Roasters often overlook a critical parameter in heat transfer: airflow. The rate of heat transfer depends not only on the temperature difference between the air and the beans, but on the flow of air past the beans as well.
Airflow explains why a fan oven (also called a convection oven) cooks food more quickly than a conventional one: the continuous stream of hot air blowing past the food transfers heat more efficiently than the static hot air in a conventional oven. The same thing happens in reverse when you step outside on a windy day: the air blowing past you feels colder because it can absorb heat from your body more quickly.
In a conventional oven (left), heat transfers to the food from the air. The air closest to the food becomes slightly cooler as a result, reducing the rate of heat transfer. In a fan oven (right), the fan supplies a constant stream of fresh hot air, so the food cooks more quickly.
It’s therefore possible for lower-temperature air moving at high speed to transfer the same amount of heat to the beans as higher-temperature air moving at a lower speed (Fernandes 2019). At any given air temperature, increasing the airflow increases the rate of heat transfer by convection.
In industrial roasting, the airflow is usually described in terms of the ‘air-to-bean ratio’: the ratio between the total mass of air blown into the roaster and the mass of the beans being roasted.

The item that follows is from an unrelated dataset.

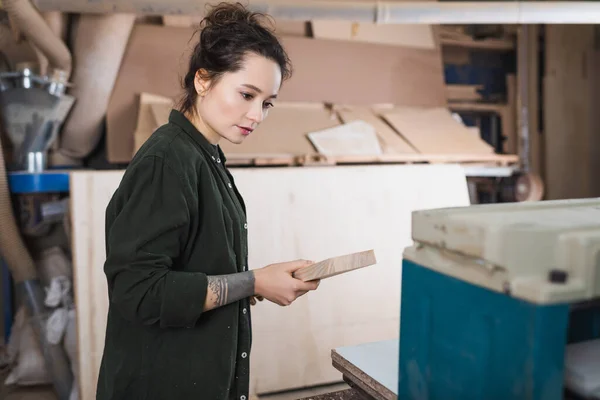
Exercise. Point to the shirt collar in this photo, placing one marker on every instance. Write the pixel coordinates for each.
(178, 118)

Increasing the air-to-bean ratio for a given air temperature allows for faster roasting, and therefore many industrial roasters use high air-to-bean ratios to increase the cost- and time-efficiency of the process.
With most drum roasters, however, the operator doesn’t control the temperature of the incoming air directly. Instead, the operator adjusts the amount of power delivered by the burner by changing the gas pressure. Increasing the airflow in a drum roaster can lower the air temperature in the drum because the burner has to heat the larger volume of air passing through the roaster.